Big Government, Small Government

Andrew, taking a page from Bruce Bartlett, asks:

From a conservative perspective, on spending, debt, big government, regulation, which Democrat could be worse?

As someone who opposed President Bush’s reelection in 2004, I think my bona fides as a non-supporter are sound. But it’s worth noting that, from a small government perspective, Bush has the upper hand on big government and regulation, and possibly on spending. Note that government’s share of GDP under Bush has crept up … to pre-Clinton levels. All of the Democratic candidates promise to expand entitlement programs well beyond Clinton-era levels. President Bush’s prescription drug benefit has been attacked by Democrats for not being generous enough, not for existing.

It could be the case that a Democratic president would be “better” along these dimensions because Congress would force a measure of restraint, but of course it seems very likely that Democrats will expand their majorities in the House and the Senate regardless of the outcome of the presidential election. So that can’t be it.

President Bush has failed not because he has grown government but because he proved to be a polarizing incompetent.

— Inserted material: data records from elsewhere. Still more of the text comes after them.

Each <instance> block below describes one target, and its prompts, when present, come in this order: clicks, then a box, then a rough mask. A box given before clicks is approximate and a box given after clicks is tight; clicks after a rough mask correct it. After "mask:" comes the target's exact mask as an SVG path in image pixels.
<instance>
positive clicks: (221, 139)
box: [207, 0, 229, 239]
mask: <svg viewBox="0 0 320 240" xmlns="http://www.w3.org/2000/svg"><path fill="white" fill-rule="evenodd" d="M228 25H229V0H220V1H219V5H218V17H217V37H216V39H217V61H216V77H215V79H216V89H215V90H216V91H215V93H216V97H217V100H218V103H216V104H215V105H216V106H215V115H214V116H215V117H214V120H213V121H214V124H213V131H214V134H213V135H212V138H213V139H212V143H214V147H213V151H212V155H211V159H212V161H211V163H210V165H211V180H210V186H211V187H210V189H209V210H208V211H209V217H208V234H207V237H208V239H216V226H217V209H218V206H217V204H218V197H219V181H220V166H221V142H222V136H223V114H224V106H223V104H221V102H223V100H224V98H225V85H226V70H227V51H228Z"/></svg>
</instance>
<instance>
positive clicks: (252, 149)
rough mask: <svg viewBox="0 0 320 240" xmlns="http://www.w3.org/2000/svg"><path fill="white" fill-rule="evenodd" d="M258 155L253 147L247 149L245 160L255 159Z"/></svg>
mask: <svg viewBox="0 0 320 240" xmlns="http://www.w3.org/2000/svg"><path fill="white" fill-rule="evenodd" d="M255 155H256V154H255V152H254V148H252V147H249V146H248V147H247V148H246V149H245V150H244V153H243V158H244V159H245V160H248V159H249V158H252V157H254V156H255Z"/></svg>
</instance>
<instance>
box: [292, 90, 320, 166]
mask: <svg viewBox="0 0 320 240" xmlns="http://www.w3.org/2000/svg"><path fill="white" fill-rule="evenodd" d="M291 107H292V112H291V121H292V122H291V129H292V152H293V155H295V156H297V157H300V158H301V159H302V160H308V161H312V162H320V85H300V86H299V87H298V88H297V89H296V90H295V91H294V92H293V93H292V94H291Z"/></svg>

The “big government” vs. “small government” debate obscures deeper conflicts over the role of competition, transparency, individual responsibility, and whether government should be the main vehicle of social cooperation. For example, looking solely at government spending as a share of GDP masks the massive impact of tax subsidies. I’d be perfectly content if government spending were, say, 23 percent of GDP rather than 20 percent if that meant Americans were freer and more prosperous. The same is true if government spending were 15 percent. Pill-sweeteners, e.g., efforts that that increase salaries while eliminating tenure and other rigid work rules for teachers, can do a lot of good.